9.2 Any intellectual property rights in the Services are automatically transferred to Berba without further compensation, as the compensation for this transfer is considered as included in the price.
10.1 The Supplier must observe unconditional confidentiality regarding all confidential information pertaining to Berba, the Customers and Berba’s business partners and may not use this information for any purpose other than fulfilment of the Agreement. Confidential information includes information of any kind not intended to be passed on, including business strategies, business concepts, prices and rates, data, drawings, images, specifications, manuals, instructions, accounting information, etc. Further, the confidentiality applies to all business strategies, business concepts, prices and rates, data, drawings, images, specifications, manuals, instructions, accounting information, etc. related to the Customers.

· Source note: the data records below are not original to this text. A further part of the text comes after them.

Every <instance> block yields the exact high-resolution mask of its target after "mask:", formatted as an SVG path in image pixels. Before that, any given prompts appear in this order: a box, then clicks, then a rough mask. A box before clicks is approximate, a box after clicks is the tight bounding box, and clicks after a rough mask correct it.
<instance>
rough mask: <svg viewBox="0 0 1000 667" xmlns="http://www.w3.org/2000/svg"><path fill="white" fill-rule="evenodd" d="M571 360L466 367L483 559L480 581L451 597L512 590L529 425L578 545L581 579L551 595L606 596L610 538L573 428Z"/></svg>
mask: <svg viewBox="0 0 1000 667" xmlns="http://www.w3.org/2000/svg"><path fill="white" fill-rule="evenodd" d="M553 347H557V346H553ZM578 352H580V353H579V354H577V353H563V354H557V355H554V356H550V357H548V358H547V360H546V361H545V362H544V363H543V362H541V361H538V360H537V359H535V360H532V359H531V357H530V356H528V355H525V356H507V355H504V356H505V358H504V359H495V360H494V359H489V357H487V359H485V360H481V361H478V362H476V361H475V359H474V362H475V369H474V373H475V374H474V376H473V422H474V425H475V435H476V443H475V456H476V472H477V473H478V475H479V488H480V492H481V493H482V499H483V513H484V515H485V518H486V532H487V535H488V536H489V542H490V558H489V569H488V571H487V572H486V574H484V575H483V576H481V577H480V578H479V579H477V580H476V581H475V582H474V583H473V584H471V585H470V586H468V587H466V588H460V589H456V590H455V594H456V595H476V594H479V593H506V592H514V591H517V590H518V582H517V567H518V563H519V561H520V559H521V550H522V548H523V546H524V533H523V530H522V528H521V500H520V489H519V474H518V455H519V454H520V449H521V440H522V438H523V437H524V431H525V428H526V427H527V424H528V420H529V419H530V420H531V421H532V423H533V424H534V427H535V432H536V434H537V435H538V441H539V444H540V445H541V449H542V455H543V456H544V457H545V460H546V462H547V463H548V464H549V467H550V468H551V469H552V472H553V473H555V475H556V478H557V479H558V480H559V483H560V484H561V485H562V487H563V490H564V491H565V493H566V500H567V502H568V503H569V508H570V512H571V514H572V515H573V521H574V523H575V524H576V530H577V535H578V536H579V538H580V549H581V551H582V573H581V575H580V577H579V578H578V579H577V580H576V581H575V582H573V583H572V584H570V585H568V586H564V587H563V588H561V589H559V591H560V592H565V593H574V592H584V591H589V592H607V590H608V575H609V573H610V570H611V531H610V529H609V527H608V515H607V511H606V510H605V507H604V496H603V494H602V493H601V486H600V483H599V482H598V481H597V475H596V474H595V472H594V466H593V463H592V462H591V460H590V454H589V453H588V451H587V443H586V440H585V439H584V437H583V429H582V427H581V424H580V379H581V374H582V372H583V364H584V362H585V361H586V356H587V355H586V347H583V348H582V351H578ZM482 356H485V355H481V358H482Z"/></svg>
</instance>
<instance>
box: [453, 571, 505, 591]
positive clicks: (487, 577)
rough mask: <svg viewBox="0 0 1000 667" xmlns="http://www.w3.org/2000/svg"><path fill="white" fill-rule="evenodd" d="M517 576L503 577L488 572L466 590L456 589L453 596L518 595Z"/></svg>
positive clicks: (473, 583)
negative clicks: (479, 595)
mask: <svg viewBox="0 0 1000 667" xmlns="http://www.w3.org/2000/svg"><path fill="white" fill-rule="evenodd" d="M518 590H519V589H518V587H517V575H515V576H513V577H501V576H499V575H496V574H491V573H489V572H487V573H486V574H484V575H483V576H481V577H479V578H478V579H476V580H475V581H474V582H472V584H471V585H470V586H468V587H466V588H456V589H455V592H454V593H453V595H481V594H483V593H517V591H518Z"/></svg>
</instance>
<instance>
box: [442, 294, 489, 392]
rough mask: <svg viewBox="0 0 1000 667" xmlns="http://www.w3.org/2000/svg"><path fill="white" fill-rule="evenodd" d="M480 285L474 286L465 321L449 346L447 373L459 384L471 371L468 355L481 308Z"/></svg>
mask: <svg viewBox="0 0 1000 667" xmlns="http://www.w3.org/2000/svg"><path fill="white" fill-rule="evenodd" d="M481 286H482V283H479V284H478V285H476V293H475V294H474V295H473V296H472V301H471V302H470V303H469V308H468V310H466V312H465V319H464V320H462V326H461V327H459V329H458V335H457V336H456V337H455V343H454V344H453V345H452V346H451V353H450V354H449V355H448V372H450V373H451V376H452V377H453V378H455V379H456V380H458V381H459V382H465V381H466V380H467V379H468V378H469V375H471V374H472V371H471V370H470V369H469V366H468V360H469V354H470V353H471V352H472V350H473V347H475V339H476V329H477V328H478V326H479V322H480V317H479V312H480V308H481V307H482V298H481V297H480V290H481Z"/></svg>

10.2 This obligation of confidentiality shall be applicable without time limitation, therefore also after termination of the Agreement, regardless of the reason for the termination.

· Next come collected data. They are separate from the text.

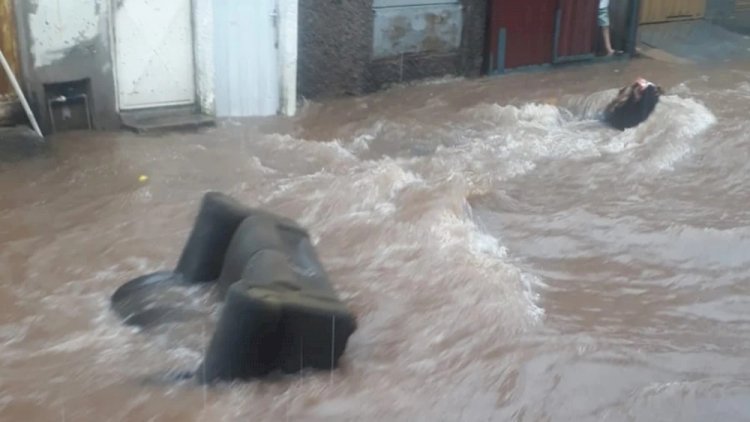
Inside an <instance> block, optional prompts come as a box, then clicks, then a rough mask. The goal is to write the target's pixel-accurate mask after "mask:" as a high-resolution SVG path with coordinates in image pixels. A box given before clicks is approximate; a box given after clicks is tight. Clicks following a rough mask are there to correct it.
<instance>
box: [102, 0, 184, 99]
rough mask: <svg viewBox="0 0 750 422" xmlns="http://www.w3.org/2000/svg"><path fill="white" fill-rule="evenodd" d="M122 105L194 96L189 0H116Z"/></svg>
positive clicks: (118, 82)
mask: <svg viewBox="0 0 750 422" xmlns="http://www.w3.org/2000/svg"><path fill="white" fill-rule="evenodd" d="M114 17H115V52H116V65H117V86H118V100H119V105H120V109H121V110H126V109H137V108H147V107H159V106H169V105H182V104H191V103H193V102H195V81H194V75H195V69H194V64H193V30H192V23H191V1H190V0H116V1H115V10H114Z"/></svg>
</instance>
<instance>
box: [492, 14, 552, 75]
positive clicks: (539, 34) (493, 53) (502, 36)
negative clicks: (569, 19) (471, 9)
mask: <svg viewBox="0 0 750 422" xmlns="http://www.w3.org/2000/svg"><path fill="white" fill-rule="evenodd" d="M556 8H557V0H492V3H491V6H490V13H491V17H490V31H491V32H490V44H489V50H490V51H489V54H490V63H492V64H494V66H492V67H491V70H492V71H497V72H502V71H503V70H505V69H511V68H515V67H521V66H530V65H540V64H546V63H551V62H552V58H553V57H552V56H553V43H554V29H555V10H556Z"/></svg>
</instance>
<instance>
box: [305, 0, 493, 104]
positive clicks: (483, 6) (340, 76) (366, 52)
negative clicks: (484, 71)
mask: <svg viewBox="0 0 750 422" xmlns="http://www.w3.org/2000/svg"><path fill="white" fill-rule="evenodd" d="M460 4H461V6H462V12H461V13H462V17H461V21H462V25H461V29H460V42H459V45H458V48H455V49H452V51H451V50H450V49H448V50H447V51H446V49H444V48H439V49H428V50H430V51H428V52H408V53H403V54H395V55H392V56H390V57H382V58H376V57H375V55H374V51H373V41H374V38H373V37H374V28H375V26H374V22H375V19H374V12H373V2H372V0H299V59H298V87H299V95H300V96H302V97H305V98H313V99H315V98H325V97H334V96H340V95H350V94H351V95H356V94H362V93H366V92H371V91H374V90H377V89H380V88H382V87H383V86H385V85H387V84H389V83H395V82H405V81H410V80H415V79H421V78H425V77H433V76H444V75H466V76H477V75H479V73H480V71H481V68H482V61H483V51H484V32H485V26H486V22H485V21H486V7H487V1H486V0H461V2H460ZM441 50H442V51H441Z"/></svg>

11. General Data Protection Regulation and Data Processing
11.1 Upon entering into this Agreement Berba will collect and store data about the Supplier which is necessary for the performance of the Agreement or is necessary for the purposes of the legitimate interests pursued by Berba or the Customers, including to keep sufficient records towards the Customer. The data includes information about the Services delivered by Supplier and may include personal data. The data is stored for the allowed period of time only, and is deleted when the data is no longer required by Berba . The duration of the time period depends on the type of the information and the reason for the storing.

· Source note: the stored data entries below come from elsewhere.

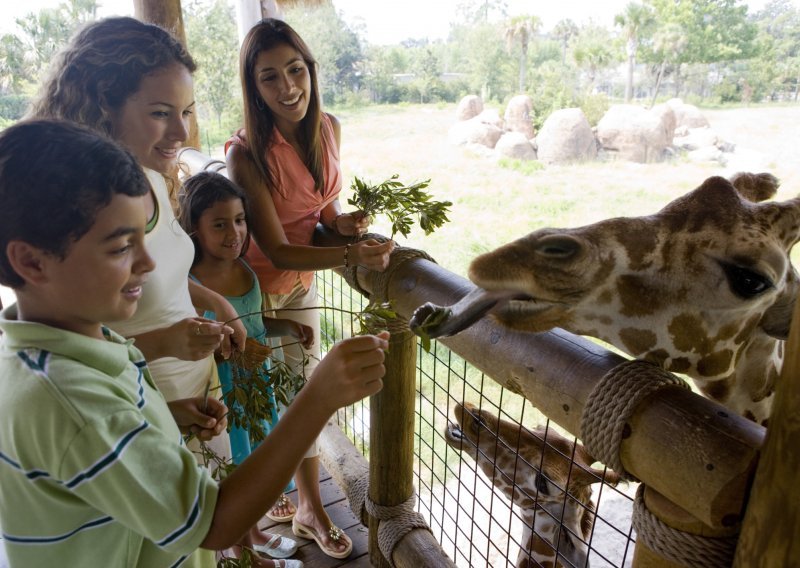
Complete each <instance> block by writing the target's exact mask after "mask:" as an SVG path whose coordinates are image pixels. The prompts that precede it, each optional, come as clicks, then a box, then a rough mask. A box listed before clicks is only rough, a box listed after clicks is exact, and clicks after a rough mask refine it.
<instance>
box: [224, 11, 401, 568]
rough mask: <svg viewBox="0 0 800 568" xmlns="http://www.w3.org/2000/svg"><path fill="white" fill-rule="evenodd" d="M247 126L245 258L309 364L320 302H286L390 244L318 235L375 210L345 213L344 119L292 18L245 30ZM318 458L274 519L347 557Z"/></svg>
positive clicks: (362, 229)
mask: <svg viewBox="0 0 800 568" xmlns="http://www.w3.org/2000/svg"><path fill="white" fill-rule="evenodd" d="M240 74H241V79H242V91H243V98H244V121H245V128H244V129H242V130H239V131H238V132H237V133H236V134H235V135H234V136H233V137H232V138H231V140H229V141H228V143H227V144H226V148H225V151H226V158H227V165H228V174H229V175H230V177H231V179H232V180H233V181H234V182H236V183H237V184H239V185H240V186H241V187H242V188H244V190H245V192H246V193H247V197H248V201H249V202H250V206H251V219H252V223H251V226H250V230H251V233H252V237H253V240H254V241H255V243H256V244H257V245H258V246H257V247H250V252H249V253H248V256H247V260H248V262H249V263H250V265H251V266H252V267H253V269H254V270H255V272H256V275H257V276H258V279H259V283H260V285H261V289H262V290H263V291H264V293H265V305H266V306H267V307H268V308H269V307H271V308H273V309H278V311H277V312H276V313H275V314H274V317H278V318H289V319H294V320H296V321H298V322H300V323H302V324H305V325H309V326H311V327H312V328H313V330H314V338H315V339H316V340H317V341H316V343H315V345H314V346H313V347H312V349H311V350H310V351H306V350H303V349H302V348H301V347H300V346H299V345H297V344H296V340H294V339H292V338H284V339H285V341H284V344H288V343H294V345H292V346H291V347H288V348H285V349H284V357H285V358H286V362H287V363H290V364H292V363H293V364H295V365H296V366H297V367H296V368H297V369H298V371H299V370H302V366H303V360H304V359H305V358H306V357H305V356H306V355H309V356H310V359H308V361H307V362H306V365H305V373H306V374H308V373H310V371H311V367H313V366H314V365H315V364H316V362H317V361H318V360H319V342H318V338H319V337H320V335H319V331H320V325H319V318H320V314H319V311H318V310H316V309H309V310H303V311H283V312H282V311H280V309H281V308H283V309H286V308H313V307H314V306H317V305H318V303H319V301H318V299H317V292H316V288H315V285H314V271H315V270H321V269H326V268H335V267H338V266H356V265H361V266H364V267H366V268H370V269H372V270H379V271H383V270H385V269H386V267H387V266H388V264H389V255H390V253H391V252H392V249H393V248H394V243H393V242H391V241H389V242H386V243H379V242H378V241H375V240H372V239H367V240H363V241H360V242H357V243H354V244H350V245H347V246H343V247H316V246H313V244H312V236H313V233H314V228H315V227H316V225H317V223H318V222H322V223H323V224H324V225H326V226H328V227H330V228H331V229H333V230H334V231H336V232H337V233H339V234H341V235H347V236H356V235H359V234H361V233H363V232H365V231H366V228H367V225H368V224H369V219H368V218H367V217H366V216H365V215H364V214H363V213H362V212H360V211H356V212H353V213H342V212H341V208H340V205H339V200H338V195H339V192H340V191H341V187H342V179H341V170H340V167H339V142H340V129H339V122H338V121H337V120H336V118H335V117H333V116H332V115H329V114H326V113H324V112H322V109H321V102H320V96H319V88H318V84H317V70H316V61H315V60H314V58H313V56H312V55H311V52H310V50H309V49H308V46H306V44H305V42H304V41H303V40H302V38H301V37H300V36H299V35H298V34H297V32H295V31H294V30H293V29H292V28H291V27H290V26H289V25H288V24H286V23H285V22H282V21H280V20H275V19H265V20H262V21H261V22H259V23H258V24H256V25H255V26H254V27H253V28H252V29H251V30H250V32H249V33H248V34H247V37H245V39H244V41H243V43H242V48H241V52H240ZM318 472H319V458H318V455H317V448H316V447H312V448H311V450H310V451H309V453H308V454H307V455H306V459H305V460H303V462H302V464H301V465H300V467H299V468H298V470H297V472H296V474H295V481H296V483H297V493H298V504H297V508H296V509H295V507H294V505H293V504H292V503H291V502H290V501H288V499H286V498H285V497H283V498H282V499H280V500H279V501H278V502H277V503H276V505H275V507H274V508H273V509H272V511H271V512H270V513H269V514H268V516H270V518H272V519H274V520H278V521H289V520H292V528H293V531H294V533H295V534H296V535H297V536H301V537H304V538H309V539H313V540H314V541H316V542H317V544H318V545H319V546H320V548H321V549H322V551H323V552H324V553H325V554H327V555H329V556H332V557H334V558H344V557H346V556H348V555H349V554H350V551H351V550H352V541H351V540H350V539H349V537H348V536H347V535H346V534H344V532H343V531H340V530H339V529H338V527H336V526H335V525H333V524H332V523H331V521H330V518H329V517H328V514H327V513H326V511H325V508H324V507H323V505H322V499H321V497H320V493H319V483H318Z"/></svg>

11.2 Towards the Customers the Supplier acts as a Subdata Processor of Berba according to the terms of the Agreement and must comply with the General Data Protection Regulation, when conducting the Services.
11.3 The obligations of the Supplier as a Data Processor are described in a Data Processor Agreement, which will act as an appendix to the Agreement.
12. Breach of Agreement
12.1 In case of the Supplier’s breach of the Agreement, Berba shall be held harmless from and against any claims, liabilities, direct damages, losses, and expenses, including, without limitation, reasonable legal and accounting fees, arising out of or in any way connected with the breach of the Agreement.
13. Term and termination
13.1 Unless earlier terminated as provided in this Agreement, the term of this Agreement shall commence as of the date of signature and shall automatically expire at the end of 12 months following the date of signature.
13.2 Either party may terminate this Agreement as follows: (a) Immediately upon one (1) month’s prior written notice with or without cause; (b) Immediately, for any breach or default of this Agreement by the other party which has not been cured within 7 days after the delivery of notice thereof to the party alleged to be in breach, specifying with particularity the condition, act, omission or course of conduct asserted to constitute such breach or default; (c) Immediately, upon the dissolution, insolvency or any adjudication in bankruptcy of, or any assignment for the benefit of creditors by, the other party or if the other party ceases to conduct business in the ordinary or normal course; (d) Immediately, if required by law or by any rule, regulation, order, decree, judgment or other governmental act of any governmental authority; or (e) Immediately by Berba if Berba reasonably suspects that Supplier breached any of its obligations of confidentiality or protection of Berba’s proprietary rights.
14. Governing Law and venue
14.1 All disputes relating to the Agreement, these Supplier Terms or any service provided by the Supplier to Berba shall be settled by the High Court of Justice of the Basque Country under Spanish law.